US 12,455,970 B2
Privacy preserving and high performance data clustering
Pedro Miguel Barbas, Dunboyne (IE); Deepak Kulkarni, Hyderabad (IN); Christian Cesar Bones, Sao Carlos (BR); Guilherme Rodrigues de Abreu, Campinas (BR); and Rodrigo Cravo Dorea Arnez, Rio de Janeiro (BR)
Assigned to International Business Machines Corporation, Armonk, NY (US)
Filed by INTERNATIONAL BUSINESS MACHINES CORPORATION, Armonk, NY (US)
Filed on Jun. 26, 2023, as Appl. No. 18/340,935.
Prior Publication US 2024/0427907 A1, Dec. 26, 2024
Int. Cl. G06F 21/60 (2013.01); G06F 18/23213 (2023.01); G06F 40/12 (2020.01)

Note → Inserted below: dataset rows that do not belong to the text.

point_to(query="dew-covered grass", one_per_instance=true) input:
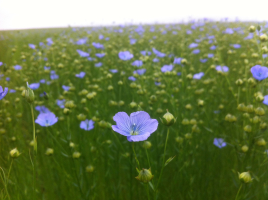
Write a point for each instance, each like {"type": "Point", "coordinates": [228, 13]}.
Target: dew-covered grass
{"type": "Point", "coordinates": [57, 134]}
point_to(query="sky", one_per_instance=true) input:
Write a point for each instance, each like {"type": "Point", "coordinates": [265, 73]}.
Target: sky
{"type": "Point", "coordinates": [26, 14]}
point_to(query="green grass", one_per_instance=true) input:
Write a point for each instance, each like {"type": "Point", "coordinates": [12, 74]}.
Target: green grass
{"type": "Point", "coordinates": [199, 170]}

CPC G06F 21/60 (2013.01) [G06F 18/23213 (2023.01); G06F 40/12 (2020.01)] 20 Claims
OG exemplary drawing
 
1. A method for clustering data objects, said method comprising:
accessing, by one or more processors of a computer system, a set of data objects arranged in an initial sequential order, wherein the set of data objects consists of S data objects, wherein S is at least 2, wherein each data object includes a code and a score, wherein each code represents an instance of the data object and each code is a positive integer subject to codes collectively consisting of positive integers 1, 2, . . . , N subject to N≤S, wherein each score is a positive real number denoting a measure of a parameter pertaining to the instance that is represented by the code, wherein scores collectively consist of B unique scores subject to B≤S;
sorting, by the one or more processors, the data objects using the score as a sort key to rearrange the data objects in an ascending order of the score, wherein each unique score has a sequence number in the sorted data objects, resulting in B consecutive sequence numbers;
transforming, by the one or more processors, the S data objects into respective S binary words, wherein each binary word corresponding to a data object of the S data objects consists of B bits characterized by: (i) a 1 bit in a bit position of the binary word corresponding to respective sequence number of sorted unique score and (ii) a 0 bit in all other bit positions of the binary word;
encoding, by the one or more processors, the S data objects into a sequence of N blocks, wherein each block consists of B bits in a binary format, and wherein the N blocks are sequenced and have bit configurations that depend on the initial sequential order of the data objects and the sequence numbers of sorted unique scores;
generating, by the one or more processors from the N blocks, M block clusters respectively comprising M respective cluster centers, wherein each cluster center is a different block of the N blocks, wherein R remaining blocks of the N blocks are distributed into the M block clusters in a manner that minimizes a weighted bit separation distance between each of the R remaining blocks and each of the M cluster centers, wherein M+R=N, and wherein 2<M<N;
converting, by the one or more processors, the M block clusters into respective M word clusters of binary words, wherein the S binary words are distributed into the respective M word clusters; and
for each word cluster of the respective M word clusters having J binary words in each word cluster, reconfiguring, by the one or more processors, an M word cluster, or the respective M word clusters, into L word clusters into which the J binary words are distributed, by minimizing a total number of deviations in the L word clusters, wherein L is at least 1.